JPL News: NASA's Voyager 2 Probe Enters Interstellar Space
For the second time in history, a human-made object has reached the space between the stars. NASA's Voyager 2 probe now has exited the heliosphere—the protective bubble of particles and magnetic fields created by the sun.
Members of NASA's Voyager team discussed the findings at a news conference today at the meeting of the American Geophysical Union (AGU) in Washington.

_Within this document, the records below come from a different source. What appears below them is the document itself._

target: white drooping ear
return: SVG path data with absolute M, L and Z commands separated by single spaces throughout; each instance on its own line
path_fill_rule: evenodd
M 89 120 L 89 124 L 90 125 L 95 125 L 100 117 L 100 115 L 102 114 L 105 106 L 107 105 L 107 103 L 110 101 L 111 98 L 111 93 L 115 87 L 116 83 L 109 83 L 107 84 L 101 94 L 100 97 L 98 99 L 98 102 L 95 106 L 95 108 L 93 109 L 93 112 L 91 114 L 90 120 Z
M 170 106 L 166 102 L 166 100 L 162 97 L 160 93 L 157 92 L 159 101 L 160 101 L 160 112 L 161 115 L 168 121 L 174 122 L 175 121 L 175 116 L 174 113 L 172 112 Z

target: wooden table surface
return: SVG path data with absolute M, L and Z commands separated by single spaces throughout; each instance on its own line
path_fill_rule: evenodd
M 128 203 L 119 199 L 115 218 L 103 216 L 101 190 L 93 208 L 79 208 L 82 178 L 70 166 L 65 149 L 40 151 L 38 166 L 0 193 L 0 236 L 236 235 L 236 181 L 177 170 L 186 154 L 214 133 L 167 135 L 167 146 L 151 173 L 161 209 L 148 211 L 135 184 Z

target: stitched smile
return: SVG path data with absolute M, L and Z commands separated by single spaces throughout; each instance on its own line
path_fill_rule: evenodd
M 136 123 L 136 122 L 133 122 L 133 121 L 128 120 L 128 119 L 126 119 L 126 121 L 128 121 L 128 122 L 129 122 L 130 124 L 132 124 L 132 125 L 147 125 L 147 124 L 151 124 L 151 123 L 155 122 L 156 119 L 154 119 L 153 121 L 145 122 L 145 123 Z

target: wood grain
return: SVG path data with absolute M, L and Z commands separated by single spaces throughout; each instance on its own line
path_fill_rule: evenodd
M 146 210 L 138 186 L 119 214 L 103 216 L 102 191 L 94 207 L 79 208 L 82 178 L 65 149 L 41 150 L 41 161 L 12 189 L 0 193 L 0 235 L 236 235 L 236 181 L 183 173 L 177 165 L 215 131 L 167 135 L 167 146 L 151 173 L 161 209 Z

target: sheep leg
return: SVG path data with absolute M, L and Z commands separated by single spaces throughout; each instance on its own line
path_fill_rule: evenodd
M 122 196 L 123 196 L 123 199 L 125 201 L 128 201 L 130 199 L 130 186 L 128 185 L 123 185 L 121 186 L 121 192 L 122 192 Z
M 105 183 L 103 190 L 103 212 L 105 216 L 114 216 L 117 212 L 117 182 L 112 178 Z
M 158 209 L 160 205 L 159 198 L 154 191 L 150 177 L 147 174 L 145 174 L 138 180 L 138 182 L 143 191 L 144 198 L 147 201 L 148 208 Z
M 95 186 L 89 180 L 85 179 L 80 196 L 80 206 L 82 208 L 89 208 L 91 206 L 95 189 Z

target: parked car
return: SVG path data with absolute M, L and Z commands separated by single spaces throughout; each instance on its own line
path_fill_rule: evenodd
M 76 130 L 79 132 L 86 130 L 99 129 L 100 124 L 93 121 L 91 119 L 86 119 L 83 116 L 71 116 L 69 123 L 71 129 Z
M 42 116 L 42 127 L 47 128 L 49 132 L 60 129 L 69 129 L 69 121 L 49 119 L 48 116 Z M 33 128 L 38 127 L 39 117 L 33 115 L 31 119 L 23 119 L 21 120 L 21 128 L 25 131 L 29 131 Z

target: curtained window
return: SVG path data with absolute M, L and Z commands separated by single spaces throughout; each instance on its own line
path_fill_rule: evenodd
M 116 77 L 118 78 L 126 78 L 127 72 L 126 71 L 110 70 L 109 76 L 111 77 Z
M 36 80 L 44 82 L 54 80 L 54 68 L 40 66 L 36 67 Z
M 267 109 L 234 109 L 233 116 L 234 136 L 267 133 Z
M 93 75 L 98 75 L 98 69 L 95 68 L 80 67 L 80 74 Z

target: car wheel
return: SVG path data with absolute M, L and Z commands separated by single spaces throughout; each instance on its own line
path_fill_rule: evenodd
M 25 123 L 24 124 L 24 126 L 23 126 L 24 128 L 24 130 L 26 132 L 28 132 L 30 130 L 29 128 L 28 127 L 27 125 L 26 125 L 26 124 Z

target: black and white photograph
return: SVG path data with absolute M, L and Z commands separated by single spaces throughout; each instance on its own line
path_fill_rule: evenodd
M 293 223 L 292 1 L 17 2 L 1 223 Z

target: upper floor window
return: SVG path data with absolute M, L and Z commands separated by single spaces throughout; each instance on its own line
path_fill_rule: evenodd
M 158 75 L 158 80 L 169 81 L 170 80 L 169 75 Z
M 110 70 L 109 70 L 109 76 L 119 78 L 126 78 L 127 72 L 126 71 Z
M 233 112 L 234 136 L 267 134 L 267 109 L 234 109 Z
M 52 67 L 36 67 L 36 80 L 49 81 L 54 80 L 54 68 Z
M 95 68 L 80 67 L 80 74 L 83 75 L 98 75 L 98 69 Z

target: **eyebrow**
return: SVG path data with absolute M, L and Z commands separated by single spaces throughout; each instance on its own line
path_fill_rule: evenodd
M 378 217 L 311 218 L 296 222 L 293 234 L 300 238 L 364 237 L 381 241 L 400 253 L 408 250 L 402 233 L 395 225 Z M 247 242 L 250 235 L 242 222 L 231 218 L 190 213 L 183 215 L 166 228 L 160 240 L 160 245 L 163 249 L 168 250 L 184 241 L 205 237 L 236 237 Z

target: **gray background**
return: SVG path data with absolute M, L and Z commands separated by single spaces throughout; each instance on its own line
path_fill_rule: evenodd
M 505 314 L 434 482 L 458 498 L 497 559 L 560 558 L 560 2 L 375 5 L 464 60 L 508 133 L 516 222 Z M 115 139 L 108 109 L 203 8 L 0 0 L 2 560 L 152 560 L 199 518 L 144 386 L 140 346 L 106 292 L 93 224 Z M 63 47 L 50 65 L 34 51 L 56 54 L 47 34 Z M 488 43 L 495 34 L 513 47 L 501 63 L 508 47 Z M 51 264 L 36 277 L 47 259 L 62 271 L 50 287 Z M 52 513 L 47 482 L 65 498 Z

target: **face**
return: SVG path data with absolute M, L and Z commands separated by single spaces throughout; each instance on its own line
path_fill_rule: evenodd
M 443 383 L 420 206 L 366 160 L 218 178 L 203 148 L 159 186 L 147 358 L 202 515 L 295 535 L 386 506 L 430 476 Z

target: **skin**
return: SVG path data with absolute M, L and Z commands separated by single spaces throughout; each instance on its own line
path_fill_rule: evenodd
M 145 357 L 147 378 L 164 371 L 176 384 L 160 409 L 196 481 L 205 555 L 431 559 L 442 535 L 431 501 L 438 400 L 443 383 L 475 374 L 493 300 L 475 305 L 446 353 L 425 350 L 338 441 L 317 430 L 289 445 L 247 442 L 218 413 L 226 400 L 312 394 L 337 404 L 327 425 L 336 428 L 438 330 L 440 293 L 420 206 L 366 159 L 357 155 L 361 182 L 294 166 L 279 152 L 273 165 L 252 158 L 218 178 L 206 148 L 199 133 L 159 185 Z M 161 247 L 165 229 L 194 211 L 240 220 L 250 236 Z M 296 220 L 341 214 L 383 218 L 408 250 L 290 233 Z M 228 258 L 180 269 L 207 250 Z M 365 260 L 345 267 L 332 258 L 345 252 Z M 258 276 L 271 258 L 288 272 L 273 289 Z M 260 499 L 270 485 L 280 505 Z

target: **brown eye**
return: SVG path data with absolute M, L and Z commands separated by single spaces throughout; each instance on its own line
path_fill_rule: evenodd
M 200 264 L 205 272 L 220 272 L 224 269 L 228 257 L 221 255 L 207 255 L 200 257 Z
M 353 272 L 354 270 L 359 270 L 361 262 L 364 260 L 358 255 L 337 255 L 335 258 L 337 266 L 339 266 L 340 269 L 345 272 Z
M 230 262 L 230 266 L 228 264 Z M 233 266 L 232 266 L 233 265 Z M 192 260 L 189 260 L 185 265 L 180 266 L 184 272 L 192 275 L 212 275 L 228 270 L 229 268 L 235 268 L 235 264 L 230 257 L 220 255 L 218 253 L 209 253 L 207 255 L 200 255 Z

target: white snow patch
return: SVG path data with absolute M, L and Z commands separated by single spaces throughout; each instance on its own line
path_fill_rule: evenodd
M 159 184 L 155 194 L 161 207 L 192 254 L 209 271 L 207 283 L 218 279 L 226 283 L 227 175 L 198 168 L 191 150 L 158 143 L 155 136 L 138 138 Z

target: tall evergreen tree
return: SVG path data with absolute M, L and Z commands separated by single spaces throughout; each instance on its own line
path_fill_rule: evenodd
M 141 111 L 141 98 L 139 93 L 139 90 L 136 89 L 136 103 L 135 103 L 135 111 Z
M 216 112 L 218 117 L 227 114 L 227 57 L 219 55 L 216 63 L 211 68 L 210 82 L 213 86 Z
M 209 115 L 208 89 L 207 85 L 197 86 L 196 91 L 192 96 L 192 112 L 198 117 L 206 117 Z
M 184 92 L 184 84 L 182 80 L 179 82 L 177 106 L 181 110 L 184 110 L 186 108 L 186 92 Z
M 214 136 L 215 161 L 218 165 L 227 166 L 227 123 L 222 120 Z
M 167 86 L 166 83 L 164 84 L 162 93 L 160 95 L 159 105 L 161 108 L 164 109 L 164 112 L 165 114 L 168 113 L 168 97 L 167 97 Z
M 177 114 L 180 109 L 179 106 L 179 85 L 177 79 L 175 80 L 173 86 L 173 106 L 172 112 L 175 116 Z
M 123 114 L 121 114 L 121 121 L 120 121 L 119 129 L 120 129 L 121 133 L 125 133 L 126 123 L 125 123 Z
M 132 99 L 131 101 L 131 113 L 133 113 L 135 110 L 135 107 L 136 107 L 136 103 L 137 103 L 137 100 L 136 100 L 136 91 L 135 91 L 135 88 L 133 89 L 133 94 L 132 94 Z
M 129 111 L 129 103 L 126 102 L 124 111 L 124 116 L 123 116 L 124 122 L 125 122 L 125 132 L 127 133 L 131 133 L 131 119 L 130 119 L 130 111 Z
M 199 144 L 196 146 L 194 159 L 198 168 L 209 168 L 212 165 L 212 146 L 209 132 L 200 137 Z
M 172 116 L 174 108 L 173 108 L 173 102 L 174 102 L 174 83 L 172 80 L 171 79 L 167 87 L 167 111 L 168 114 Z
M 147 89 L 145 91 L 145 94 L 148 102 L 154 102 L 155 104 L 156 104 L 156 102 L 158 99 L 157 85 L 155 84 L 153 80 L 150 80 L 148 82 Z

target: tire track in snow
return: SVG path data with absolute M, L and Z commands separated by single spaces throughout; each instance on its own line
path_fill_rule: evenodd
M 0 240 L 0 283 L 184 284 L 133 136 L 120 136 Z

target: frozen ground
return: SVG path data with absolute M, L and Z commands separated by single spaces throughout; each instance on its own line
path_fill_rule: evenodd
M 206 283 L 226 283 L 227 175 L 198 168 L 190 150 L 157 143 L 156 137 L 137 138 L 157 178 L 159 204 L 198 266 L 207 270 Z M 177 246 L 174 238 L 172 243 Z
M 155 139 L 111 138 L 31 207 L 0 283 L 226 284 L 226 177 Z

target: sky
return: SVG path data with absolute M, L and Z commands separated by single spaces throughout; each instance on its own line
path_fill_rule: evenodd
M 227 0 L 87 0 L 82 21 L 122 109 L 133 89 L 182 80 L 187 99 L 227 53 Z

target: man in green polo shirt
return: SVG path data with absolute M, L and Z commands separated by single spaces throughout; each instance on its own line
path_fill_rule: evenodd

Comparing data from different instruments aboard the trailblazing spacecraft, mission scientists determined the probe crossed the outer edge of the heliosphere on November 5. This boundary, called the heliopause, is where the tenuous, hot solar wind meets the cold, dense interstellar medium. Its twin, Voyager 1, crossed this boundary in 2012, but Voyager 2 carries a working instrument that will provide first-of-its-kind observations of the nature of this gateway into interstellar space.
"There is still a lot to learn about the region of interstellar space immediately beyond the heliopause," said Ed Stone, Voyager project scientist and the David Morrisroe Professor of Physics at Caltech.
Voyager 2 now is slightly more than 11 billion miles (18 billion kilometers) from Earth. Mission operators still can communicate with Voyager 2 as it enters this new phase of its journey, but information—moving at the speed of light—takes about 16.5 hours to travel from the spacecraft to Earth. By comparison, light traveling from the sun takes about eight minutes to reach Earth.